Le dialogue est l’âme du pays de la Teranga, dont la vocation est de parler à tout le monde sans laisser personne lui choisir ses interlocuteurs. Dans son livre Politics among Nations, Hans Morgenthau définit et place l’intérêt national au cœur des relations internationales, en lieu et place des idéologies et bons sentiments. Donc, un pays ne devrait pas se faire dicter une conduite par amitié, comme le Sénégal l’a fait en 2004 en soutenant la hasardeuse guerre de George Bush en Irak. Aujourd’hui, des pays arabes se rapprochent d’Israël, chacun au nom de son intérêt national. Heureusement qu’au nom du dialogue critique, on avait anticipé sur le nécessaire dialogue entre les voisins et frères ennemis. Imaginez un peu la situation des pays qui ont voulu être plus arabes que les Arabes et plus royalistes que le Roi, quand ils voient les Arabes renouer avec Israël sans les informer, alors qu’ils avaient rompu pour soutenir la grande cause arabe.
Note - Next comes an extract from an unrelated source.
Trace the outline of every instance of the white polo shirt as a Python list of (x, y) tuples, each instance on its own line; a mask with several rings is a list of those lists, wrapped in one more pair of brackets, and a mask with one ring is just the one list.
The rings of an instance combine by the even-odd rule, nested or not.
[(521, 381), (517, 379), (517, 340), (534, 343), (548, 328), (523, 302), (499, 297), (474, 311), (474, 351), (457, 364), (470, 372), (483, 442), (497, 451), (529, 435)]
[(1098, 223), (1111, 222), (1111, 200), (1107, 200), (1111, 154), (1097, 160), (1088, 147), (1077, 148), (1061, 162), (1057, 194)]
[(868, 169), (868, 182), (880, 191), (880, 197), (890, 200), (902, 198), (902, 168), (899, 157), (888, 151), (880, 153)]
L’histoire des relations internationales se réduit, au fond, à un débat entre deux émigrés allemands refugiés aux Usa pour fuir le nazisme, à savoir Hans Morgenthau, théoricien de l’intérêt national, et Leo Strauss, théoricien de la «clarté morale». L’histoire a toujours donné raison à Morgenthau et la guerre en Ukraine ne sera pas l’exception car, derrière les discours appelant à une «clarté morale», se cache toujours l’intérêt national, par exemple de la Chine dont l’intérêt est de faire sortir la Russie du jeu pour avoir la bipolarité, avec l’Amérique qui veut effacer la page afghane, la Turquie qui estime avoir un droit de regard sur une zone qui faisait partie de son empire, car la Crimée a été turque jusqu’en 1776 et l’Allemagne qui a peur d’un sevrage brutal sur le plan énergétique, sans oublier la Russie dont l’histoire montre que l’expansionnisme est toujours la conséquence d’un sentiment d’insécurité. Et il n’y a pas de plus grande menace stratégique pour la Russie que l’Ukraine dans l’Otan.